重要なのは、過去の災害時の降雨量等に基づいた治水対策では、もう国民の命を守れない、ということです。そして、地球温暖化による科学的知見、予測は、もはや否定することができない確実さを持ってきましたし、日本国民も温暖化の影響を現に実感しはじめています。しっかりした予測に基づく予算措置であれば、国民の理解も十分得られるでしょう。

もちろん、温暖化を理由に、無駄な公共事業が増えたり、ましてや既得権化したりすることがあってはいけません。国土交通省は来年度予算案では防災対策を理由に来年度予算案の概算要求を2割増しにしていますが、中身については精査が必要です。

公共事業費、2割増の6.2兆円 国交省概算要求 防災対策に重点 :日本経済新聞

財務省財政制度等審議会は、防災対策については、、国から地方に「防災・安全交付金」という形で一括して渡しているのを、メリハリをつけるために個別補助金に戻すべきだ、という議論をしています。交付金と個別補助金とどちらが良いかは一長一短ですが、個別補助金の形なら、地球温暖化のために治水への支出をいくら増やすのか明確にしやすいので、財政運営のうえでも、国民への説明責任のうえでも、より望ましいでしょう。
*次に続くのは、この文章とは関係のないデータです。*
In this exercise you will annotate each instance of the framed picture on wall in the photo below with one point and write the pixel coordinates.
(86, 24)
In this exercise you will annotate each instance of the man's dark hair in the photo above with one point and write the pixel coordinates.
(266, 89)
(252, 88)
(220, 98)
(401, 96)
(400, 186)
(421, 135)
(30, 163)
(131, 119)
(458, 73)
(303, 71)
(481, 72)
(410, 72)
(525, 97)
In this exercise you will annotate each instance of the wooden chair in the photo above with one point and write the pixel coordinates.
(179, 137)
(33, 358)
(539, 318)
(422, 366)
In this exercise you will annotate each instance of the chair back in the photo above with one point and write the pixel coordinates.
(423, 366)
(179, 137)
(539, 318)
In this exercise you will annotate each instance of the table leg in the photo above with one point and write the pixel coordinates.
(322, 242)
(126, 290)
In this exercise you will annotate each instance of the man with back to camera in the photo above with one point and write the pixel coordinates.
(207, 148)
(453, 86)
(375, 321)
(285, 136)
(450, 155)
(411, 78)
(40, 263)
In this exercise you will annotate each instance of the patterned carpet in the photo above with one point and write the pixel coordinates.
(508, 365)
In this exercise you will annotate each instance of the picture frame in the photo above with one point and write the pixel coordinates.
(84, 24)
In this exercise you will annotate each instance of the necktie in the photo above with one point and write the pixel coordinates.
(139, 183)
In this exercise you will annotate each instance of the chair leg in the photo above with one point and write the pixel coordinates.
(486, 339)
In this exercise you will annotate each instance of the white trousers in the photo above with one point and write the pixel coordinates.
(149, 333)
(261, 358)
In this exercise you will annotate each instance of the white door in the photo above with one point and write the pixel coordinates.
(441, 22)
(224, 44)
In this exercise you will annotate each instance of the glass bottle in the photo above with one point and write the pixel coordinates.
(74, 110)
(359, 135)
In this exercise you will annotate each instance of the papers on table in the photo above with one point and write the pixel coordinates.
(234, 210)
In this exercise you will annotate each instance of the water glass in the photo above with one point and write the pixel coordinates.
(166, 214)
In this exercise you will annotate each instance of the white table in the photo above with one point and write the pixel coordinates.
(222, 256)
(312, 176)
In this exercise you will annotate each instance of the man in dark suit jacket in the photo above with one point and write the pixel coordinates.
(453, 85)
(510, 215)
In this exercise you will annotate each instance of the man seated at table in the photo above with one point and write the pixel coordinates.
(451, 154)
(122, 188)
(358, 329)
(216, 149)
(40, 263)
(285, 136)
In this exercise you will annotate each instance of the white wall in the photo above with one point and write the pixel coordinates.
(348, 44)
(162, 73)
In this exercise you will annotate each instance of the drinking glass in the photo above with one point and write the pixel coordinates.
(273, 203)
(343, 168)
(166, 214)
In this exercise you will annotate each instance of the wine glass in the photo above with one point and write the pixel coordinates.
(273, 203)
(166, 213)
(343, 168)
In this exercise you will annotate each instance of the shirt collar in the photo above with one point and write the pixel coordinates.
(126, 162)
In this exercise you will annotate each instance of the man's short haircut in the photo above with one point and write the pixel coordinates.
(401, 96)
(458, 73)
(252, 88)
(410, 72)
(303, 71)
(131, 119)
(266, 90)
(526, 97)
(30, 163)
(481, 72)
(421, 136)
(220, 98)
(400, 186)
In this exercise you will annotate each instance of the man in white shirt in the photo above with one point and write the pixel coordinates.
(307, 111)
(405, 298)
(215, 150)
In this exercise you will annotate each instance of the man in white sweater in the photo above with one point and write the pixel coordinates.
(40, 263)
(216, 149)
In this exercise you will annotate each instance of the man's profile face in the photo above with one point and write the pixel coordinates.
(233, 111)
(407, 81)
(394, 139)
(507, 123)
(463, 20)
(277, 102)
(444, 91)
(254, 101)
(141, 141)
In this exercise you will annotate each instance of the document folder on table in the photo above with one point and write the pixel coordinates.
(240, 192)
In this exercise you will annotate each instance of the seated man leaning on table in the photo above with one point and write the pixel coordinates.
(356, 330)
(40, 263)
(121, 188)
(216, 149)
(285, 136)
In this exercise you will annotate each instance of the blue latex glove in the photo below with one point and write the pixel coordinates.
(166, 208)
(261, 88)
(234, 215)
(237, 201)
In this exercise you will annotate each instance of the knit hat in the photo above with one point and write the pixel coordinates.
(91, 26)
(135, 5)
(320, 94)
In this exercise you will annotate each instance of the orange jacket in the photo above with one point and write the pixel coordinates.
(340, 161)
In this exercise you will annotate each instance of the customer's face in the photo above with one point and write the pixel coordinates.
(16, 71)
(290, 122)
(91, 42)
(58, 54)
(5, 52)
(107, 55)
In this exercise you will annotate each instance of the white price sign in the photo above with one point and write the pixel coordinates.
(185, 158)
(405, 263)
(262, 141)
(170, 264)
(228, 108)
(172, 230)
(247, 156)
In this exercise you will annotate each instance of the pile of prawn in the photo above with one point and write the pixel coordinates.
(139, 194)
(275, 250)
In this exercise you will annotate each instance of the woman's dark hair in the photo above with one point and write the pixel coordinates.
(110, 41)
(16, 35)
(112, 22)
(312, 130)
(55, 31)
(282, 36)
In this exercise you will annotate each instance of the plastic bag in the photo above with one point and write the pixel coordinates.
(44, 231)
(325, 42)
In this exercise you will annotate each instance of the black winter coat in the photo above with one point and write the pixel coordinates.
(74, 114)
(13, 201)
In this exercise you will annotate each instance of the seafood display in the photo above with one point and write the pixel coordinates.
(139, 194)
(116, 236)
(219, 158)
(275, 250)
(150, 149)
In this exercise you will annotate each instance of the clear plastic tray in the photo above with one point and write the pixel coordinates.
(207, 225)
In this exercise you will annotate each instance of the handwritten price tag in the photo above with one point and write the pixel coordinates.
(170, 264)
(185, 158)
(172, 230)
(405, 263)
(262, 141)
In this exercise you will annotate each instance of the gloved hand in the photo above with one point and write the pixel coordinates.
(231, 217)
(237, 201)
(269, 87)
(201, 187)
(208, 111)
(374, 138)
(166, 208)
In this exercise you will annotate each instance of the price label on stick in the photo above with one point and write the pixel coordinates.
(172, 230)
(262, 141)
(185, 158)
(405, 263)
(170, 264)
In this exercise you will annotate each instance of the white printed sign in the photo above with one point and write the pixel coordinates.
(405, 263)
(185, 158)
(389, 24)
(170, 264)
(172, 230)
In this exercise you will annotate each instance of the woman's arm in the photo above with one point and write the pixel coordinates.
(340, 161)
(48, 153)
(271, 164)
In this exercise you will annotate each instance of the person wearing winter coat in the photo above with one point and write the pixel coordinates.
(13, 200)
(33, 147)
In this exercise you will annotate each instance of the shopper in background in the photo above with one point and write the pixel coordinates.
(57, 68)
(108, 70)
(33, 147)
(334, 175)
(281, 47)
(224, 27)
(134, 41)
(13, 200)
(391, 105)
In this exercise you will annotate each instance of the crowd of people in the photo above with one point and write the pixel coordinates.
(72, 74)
https://www.mof.go.jp/about_mof/councils/fiscal_system_council/sub-of_fiscal_system/proceedings/material/zaiseia301016/04.pdf

財政制度分科会(平成30年10月16日開催)議事録 : 財務省

今回の台風の被害について、反省して今後に生かすべきことは他にも色々ありますが、まずはハード面について、現在進行形の「防災・減災、国土強靱化のための3か年緊急対策」では、間に合わなかった、あるいは、不十分であったことを率直に認めて、地球温暖化に関する科学的予測を治水対策に生かすようにすべきです。